Current global climate policies are failing to curb fossil fuel reliance, leaving the world on track for a 2.4°C temperature rise by the end of the century. The International Energy Agency warns that without a sharp, systemic phase-out of oil, gas, and coal, the Paris Agreement’s 1.5°C threshold remains unreachable.

IEA Warns Current Fossil Fuel Policy Risks 2.4°C Global Warming

The latest World Energy Outlook report acknowledges the rapid expansion of solar, wind, and electric vehicle adoption, yet highlights a critical contradiction: clean energy growth is being cannibalized by persistent fossil fuel consumption. Even with current policy advancements, global emissions remain dangerously high.
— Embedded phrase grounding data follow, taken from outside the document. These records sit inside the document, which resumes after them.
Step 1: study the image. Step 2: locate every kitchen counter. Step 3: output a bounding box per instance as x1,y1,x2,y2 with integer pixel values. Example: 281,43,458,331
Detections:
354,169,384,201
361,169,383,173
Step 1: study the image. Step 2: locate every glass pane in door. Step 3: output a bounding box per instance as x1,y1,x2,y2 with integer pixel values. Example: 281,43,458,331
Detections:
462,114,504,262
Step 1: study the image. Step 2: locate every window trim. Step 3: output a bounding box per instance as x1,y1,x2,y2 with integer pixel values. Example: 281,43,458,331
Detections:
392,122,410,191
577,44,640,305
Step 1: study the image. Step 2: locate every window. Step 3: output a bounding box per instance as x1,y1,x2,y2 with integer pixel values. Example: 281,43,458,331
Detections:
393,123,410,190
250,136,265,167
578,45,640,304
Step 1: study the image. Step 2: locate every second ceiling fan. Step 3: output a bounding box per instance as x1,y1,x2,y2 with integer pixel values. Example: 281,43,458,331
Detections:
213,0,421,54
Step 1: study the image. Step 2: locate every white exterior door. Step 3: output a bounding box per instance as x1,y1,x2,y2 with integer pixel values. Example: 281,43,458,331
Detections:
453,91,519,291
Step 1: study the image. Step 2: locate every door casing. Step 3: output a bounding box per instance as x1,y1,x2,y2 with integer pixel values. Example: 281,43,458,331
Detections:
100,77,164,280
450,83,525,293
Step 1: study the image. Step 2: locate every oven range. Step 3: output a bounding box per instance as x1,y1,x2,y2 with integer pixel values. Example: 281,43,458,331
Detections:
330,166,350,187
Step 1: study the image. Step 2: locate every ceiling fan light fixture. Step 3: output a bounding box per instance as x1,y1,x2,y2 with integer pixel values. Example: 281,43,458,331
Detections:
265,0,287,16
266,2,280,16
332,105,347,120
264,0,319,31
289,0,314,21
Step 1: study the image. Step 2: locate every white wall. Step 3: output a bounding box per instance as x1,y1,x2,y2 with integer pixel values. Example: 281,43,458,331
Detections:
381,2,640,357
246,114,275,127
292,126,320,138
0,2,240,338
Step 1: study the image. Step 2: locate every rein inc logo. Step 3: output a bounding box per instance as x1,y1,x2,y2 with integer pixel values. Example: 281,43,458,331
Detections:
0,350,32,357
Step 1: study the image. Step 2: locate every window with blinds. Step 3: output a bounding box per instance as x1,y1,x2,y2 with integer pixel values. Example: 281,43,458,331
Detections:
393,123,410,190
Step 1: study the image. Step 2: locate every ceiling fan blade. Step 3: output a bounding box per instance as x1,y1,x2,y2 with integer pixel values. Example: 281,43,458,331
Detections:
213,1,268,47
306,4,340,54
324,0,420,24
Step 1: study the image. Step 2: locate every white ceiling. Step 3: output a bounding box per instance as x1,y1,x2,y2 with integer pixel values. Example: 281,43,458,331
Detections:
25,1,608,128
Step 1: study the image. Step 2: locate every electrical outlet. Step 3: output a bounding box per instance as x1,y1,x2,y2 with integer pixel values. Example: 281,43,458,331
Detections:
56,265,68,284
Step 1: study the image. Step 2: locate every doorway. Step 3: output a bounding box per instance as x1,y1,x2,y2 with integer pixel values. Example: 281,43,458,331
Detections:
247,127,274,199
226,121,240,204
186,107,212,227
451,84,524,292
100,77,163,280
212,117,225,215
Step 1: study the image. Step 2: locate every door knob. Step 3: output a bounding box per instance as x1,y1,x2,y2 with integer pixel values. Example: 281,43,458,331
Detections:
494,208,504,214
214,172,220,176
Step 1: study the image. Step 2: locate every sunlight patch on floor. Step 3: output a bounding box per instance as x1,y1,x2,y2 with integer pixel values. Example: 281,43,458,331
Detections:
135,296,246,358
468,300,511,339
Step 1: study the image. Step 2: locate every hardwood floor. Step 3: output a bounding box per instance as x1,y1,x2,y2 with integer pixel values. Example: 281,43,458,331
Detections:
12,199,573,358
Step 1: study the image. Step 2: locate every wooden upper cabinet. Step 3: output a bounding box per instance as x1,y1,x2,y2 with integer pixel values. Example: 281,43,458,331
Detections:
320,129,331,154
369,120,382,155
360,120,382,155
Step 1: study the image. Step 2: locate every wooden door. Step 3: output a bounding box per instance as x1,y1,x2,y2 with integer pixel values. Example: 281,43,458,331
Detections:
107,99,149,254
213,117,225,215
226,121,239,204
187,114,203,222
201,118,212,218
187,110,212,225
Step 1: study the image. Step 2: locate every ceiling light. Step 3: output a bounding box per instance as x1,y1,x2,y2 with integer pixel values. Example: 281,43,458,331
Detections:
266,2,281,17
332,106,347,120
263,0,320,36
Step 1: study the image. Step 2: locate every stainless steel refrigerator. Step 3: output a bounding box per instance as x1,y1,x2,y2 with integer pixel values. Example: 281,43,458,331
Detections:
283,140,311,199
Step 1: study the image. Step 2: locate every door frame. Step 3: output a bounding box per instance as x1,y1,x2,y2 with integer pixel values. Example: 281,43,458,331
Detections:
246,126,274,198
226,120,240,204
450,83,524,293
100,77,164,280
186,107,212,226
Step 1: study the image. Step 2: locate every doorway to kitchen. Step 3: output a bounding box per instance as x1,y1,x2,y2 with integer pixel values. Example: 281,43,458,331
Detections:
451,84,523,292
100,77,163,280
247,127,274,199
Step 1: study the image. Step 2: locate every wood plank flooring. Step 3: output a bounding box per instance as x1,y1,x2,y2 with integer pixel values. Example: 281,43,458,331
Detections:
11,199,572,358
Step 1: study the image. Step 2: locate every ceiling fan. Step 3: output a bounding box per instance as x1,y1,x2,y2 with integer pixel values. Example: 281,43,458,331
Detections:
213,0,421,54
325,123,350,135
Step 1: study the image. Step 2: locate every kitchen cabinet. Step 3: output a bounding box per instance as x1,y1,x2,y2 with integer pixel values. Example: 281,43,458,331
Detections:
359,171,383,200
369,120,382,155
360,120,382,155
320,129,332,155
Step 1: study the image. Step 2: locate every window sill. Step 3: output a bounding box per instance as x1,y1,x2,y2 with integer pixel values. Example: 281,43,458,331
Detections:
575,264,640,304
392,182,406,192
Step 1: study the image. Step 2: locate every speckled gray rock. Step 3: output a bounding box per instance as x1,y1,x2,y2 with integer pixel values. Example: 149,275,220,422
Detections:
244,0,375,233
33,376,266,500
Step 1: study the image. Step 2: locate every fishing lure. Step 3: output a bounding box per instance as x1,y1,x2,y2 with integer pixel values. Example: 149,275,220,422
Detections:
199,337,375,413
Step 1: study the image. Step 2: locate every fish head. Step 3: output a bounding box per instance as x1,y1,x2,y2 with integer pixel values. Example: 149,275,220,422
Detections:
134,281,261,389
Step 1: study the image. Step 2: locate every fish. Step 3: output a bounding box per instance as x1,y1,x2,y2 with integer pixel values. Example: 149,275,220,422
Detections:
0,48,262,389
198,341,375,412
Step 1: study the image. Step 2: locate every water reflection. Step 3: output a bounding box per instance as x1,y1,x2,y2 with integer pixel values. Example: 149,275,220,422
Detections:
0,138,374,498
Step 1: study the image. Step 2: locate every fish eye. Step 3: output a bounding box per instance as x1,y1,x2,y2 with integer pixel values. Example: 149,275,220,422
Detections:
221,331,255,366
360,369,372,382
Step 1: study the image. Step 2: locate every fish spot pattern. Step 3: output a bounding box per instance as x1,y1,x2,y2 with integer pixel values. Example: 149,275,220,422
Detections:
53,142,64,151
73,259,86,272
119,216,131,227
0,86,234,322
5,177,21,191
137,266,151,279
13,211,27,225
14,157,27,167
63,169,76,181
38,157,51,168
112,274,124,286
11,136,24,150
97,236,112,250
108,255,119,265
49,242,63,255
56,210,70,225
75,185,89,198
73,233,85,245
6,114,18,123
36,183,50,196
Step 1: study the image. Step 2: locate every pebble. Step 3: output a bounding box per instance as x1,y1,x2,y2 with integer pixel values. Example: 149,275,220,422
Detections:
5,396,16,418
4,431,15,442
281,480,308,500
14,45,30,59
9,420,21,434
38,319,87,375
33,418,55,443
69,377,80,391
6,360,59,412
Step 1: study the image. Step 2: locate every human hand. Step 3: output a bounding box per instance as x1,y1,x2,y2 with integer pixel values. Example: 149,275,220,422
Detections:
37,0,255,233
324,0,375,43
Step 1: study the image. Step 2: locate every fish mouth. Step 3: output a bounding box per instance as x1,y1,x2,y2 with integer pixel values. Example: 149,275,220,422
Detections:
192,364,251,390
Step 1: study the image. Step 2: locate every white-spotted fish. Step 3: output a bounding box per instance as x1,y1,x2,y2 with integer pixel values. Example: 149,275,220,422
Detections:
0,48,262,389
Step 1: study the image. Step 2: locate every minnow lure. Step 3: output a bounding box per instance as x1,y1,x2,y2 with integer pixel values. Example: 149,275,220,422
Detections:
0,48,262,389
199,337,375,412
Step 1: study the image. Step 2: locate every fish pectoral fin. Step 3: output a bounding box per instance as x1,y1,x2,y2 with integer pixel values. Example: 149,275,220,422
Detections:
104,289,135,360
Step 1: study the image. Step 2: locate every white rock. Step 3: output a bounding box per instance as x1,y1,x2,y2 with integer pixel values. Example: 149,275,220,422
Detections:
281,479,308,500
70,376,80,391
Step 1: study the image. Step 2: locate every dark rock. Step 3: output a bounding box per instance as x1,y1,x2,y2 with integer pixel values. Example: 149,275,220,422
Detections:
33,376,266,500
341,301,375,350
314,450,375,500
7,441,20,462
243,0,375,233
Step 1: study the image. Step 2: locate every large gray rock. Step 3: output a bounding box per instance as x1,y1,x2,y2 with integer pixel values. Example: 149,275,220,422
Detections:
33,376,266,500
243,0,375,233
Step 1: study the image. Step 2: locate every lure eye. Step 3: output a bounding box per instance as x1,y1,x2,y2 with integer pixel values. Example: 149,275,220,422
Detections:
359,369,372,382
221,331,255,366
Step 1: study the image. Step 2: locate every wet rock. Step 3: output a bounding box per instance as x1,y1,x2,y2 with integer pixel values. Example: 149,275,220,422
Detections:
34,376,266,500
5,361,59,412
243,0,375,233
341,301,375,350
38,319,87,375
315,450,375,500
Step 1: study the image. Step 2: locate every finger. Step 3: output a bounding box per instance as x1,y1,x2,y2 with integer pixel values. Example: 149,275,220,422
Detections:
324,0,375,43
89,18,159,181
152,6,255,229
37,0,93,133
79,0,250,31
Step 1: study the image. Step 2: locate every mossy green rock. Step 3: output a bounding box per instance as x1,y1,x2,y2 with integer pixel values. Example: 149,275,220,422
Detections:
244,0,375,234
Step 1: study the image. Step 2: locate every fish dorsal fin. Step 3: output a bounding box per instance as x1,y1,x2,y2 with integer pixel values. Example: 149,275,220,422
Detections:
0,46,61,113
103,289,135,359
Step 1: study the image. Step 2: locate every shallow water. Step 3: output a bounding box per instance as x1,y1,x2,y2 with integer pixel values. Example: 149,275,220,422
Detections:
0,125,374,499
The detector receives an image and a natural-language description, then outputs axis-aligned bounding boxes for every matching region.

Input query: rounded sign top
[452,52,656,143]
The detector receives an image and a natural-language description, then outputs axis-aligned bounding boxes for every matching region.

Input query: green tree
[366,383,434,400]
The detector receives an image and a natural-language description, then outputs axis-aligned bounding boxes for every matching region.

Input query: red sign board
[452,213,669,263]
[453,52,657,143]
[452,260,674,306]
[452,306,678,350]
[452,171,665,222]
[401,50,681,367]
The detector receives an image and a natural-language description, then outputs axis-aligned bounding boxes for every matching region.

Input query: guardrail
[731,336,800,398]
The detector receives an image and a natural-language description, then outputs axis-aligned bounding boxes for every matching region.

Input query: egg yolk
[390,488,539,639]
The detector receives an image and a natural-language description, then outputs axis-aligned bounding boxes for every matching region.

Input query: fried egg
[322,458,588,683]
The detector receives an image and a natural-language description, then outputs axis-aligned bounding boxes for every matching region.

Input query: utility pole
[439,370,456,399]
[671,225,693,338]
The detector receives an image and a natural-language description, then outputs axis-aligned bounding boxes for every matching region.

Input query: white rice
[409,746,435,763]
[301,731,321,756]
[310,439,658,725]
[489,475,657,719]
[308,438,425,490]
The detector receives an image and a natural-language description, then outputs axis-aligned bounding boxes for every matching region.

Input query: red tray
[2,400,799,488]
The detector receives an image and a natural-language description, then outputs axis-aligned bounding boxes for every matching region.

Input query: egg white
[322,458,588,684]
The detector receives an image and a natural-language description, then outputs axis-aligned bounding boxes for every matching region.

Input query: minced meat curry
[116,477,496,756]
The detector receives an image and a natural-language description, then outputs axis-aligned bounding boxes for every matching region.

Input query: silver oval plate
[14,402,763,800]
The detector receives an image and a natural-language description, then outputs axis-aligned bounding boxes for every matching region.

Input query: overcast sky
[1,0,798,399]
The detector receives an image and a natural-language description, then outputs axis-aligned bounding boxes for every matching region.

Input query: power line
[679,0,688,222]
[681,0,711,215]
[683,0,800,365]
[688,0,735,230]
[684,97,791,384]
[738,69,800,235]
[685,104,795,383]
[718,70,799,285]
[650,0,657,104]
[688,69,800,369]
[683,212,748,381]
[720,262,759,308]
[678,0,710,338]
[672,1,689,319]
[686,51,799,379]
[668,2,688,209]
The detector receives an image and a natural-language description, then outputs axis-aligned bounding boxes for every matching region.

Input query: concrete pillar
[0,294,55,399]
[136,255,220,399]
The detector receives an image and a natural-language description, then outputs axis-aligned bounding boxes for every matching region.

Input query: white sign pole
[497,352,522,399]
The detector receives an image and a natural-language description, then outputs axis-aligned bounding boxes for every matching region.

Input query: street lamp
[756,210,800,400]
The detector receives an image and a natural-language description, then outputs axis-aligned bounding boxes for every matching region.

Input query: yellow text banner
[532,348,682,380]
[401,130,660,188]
Executive Director Fatih Birol described the clean energy transition as unstoppable, though he emphasized that preventing catastrophic warming depends entirely on the speed of the shift.

With the COP28 summit approaching in the United Arab Emirates, the findings serve as a stark baseline for negotiations. Kelly Trout of Oil Change International noted that the current trajectory creates a deadly gap between existing policy and the necessary decline in emissions. Experts point to a surge in new liquefied natural gas projects—primarily in the United States and Qatar—as a direct violation of international climate commitments. Greenpeace International policy coordinator Kaisa Kosonen argued that nations cannot claim to support climate action while simultaneously greenlighting infrastructure that locks the world into further warming and ecological destruction.